Upon this evidence, the counsel for the defendants prayed the court to instruct the jury: ‘That if they believe from the said evidence, that the plaintiff received the note upon which this suit is brought, of defendants, with their indorsement upon it, and without an understanding that the defendants were not to be responsible on said indorsement, and that the plaintiff paid or agreed to pay therefor only the sum of $97, the transaction is usurious, and the plaintiff is not entitled to recover;’ which the court gave as prayed. To which the plaintiff, by his counsel, excepted, and then prayed the court to instruct the jury: ‘If they should believe, from the evidence aforesaid, that the defendants, having the note in question, and wishing to part with it, in order to avoid suing the maker, and not having occasion or desire for a loan of money, offered to sell it to the plaintiff, and that the plaintiff, having some accounts with the maker, against which he expected to be able to set off the said note, and not with any other design, agreed to buy it, and did buy it, for $97; and that no loan for usurious interest, nor any loan, nor any evasion of the laws against usury was in the comtemplation of either of the said parties, then plaintiff is entitled to recover;’ which the court refused.
The plaintiff’s counsel prayed the court to instruct the jury: ‘If they believe, from the evidence aforesaid, that this note was sold, and not received by plaintiff, by way of discount or loan, plaintiff is entitled to recover;’ which also was refused.
The plaintiff excepted to the instructions of the court given to the jury on the prayers of the defendants; and also to the refusal of the court to give the instruction asked by them. The jury having found for the defendants, this writ of error was prosecuted to reverse the judgment of the court on the same.

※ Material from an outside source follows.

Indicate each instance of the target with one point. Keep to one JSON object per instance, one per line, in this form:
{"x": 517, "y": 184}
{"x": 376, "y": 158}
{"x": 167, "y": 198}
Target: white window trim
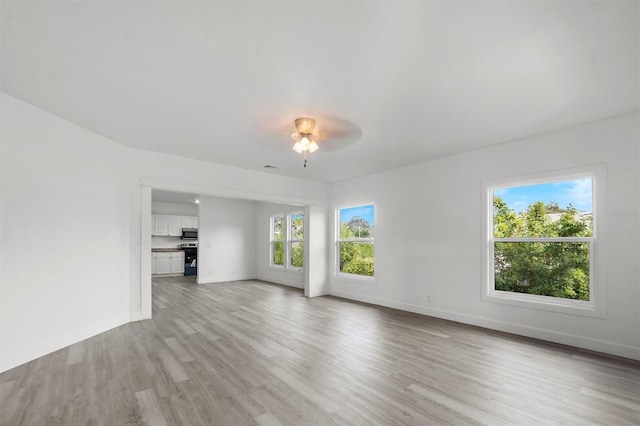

The case was argued by Key, for the plaintiff in error; and by Coxe, for the defendants.
Key, for the plaintiff in error, contended, that the question of usury was one depending entirely on the transaction out of which it was said to arise. If a loan was the object of the dealing between the parties, it might be usury; but if it was only the sale of a note already made, it was not so. Why should not a person who has claims upon him purchase a note, to set it off against such demands? Why should not the holder of a note sell it for what he may consider it worth? The reason that such a sale of a note is said to be usurious is, that the indorser who disposes of it is liable; and yet the sale of a bill of exchange, the payment of which is guarantied by the seller, is valid. He cited, Scott v. Lloyd, 4 Pet. 205; 1 Stark. 385; 2 Barn. & Ald. 588; 2 Munf. 36; 8 Cow. 369; 3 Bos. & Pul. 154; 1 Call 66, 70; 1 Dall. 217; 2 Str. 1243.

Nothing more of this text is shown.